Jerry Mitchell keeps digging away at those old Civil Rights-era killings:

FBI files may hold clues to '64 case
The FBI has yet to share all the evidenc0e it gathered in the 1964 killings of three civil rights workers — evidence that experts say Mississippi authorities should seek.

The FBI turned over 40,000 pages of case files to the state in late 1999, but authorities confirmed to The Clarion-Ledger that those documents do not include informant files, internal memos or information on any wiretaps.

Experts say those files, which are maintained separately from the case files, could contain critical information to aid prosecution of the June 21, 1964, killings of Andrew Goodman, James Chaney and Michael Schwerner — just as it has in similar prosecutions.
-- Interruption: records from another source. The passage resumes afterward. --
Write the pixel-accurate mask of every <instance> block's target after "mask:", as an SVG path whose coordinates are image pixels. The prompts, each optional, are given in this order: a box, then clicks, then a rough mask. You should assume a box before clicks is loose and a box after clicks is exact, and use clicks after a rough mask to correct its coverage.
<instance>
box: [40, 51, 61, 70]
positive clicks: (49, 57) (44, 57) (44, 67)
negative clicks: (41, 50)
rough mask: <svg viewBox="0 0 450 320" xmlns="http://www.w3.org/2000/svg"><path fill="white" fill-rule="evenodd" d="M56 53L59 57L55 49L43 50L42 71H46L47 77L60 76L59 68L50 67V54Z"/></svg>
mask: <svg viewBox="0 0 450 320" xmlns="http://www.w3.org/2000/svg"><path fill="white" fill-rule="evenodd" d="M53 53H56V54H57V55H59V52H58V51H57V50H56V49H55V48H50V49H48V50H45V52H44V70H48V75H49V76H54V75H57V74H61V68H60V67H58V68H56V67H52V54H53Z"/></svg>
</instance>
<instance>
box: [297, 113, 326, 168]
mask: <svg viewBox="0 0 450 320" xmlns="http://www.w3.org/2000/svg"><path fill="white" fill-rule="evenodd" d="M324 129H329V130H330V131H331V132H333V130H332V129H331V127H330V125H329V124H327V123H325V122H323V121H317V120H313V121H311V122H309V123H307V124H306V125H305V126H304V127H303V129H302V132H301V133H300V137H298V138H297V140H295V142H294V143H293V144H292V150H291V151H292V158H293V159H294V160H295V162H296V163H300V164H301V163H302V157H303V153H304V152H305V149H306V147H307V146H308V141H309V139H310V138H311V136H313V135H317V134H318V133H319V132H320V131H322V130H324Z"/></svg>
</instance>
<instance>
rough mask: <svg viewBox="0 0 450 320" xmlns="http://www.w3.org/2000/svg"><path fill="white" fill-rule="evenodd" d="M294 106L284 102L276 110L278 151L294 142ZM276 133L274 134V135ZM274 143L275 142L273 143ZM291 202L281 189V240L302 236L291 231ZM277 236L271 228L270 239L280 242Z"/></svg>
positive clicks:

Widow 'shocked' FBI files withheld: Bender thought all info released in '64 slayings case
The Clarion-Ledger reported Sunday that Mississippi authorities never received FBI informant files — files that have proved critical in several recent reprosecutions of civil rights-era cases, including the 1963 Birmingham church bombing that killed four girls.

Longtime civil rights activist and Pass Christian native Lawrence Guyot, who waved goodbye to the trio as they headed for Mississippi in the summer of 1964, said the FBI should get involved in investigating, just as it did when it sent hundreds of agents to Mississippi to investigate the June 21, 1964, disappearances of Schwerner, Goodman and Chaney. Forty-four days later, agents found the three men's bodies buried beneath an earthen dam.

"I can think of no rational reason why the FBI should not use its legally acquired information to pursue justice in the three political assassinations that have national and international repercussions," Guyot said. "This was an incident heard 'round the world."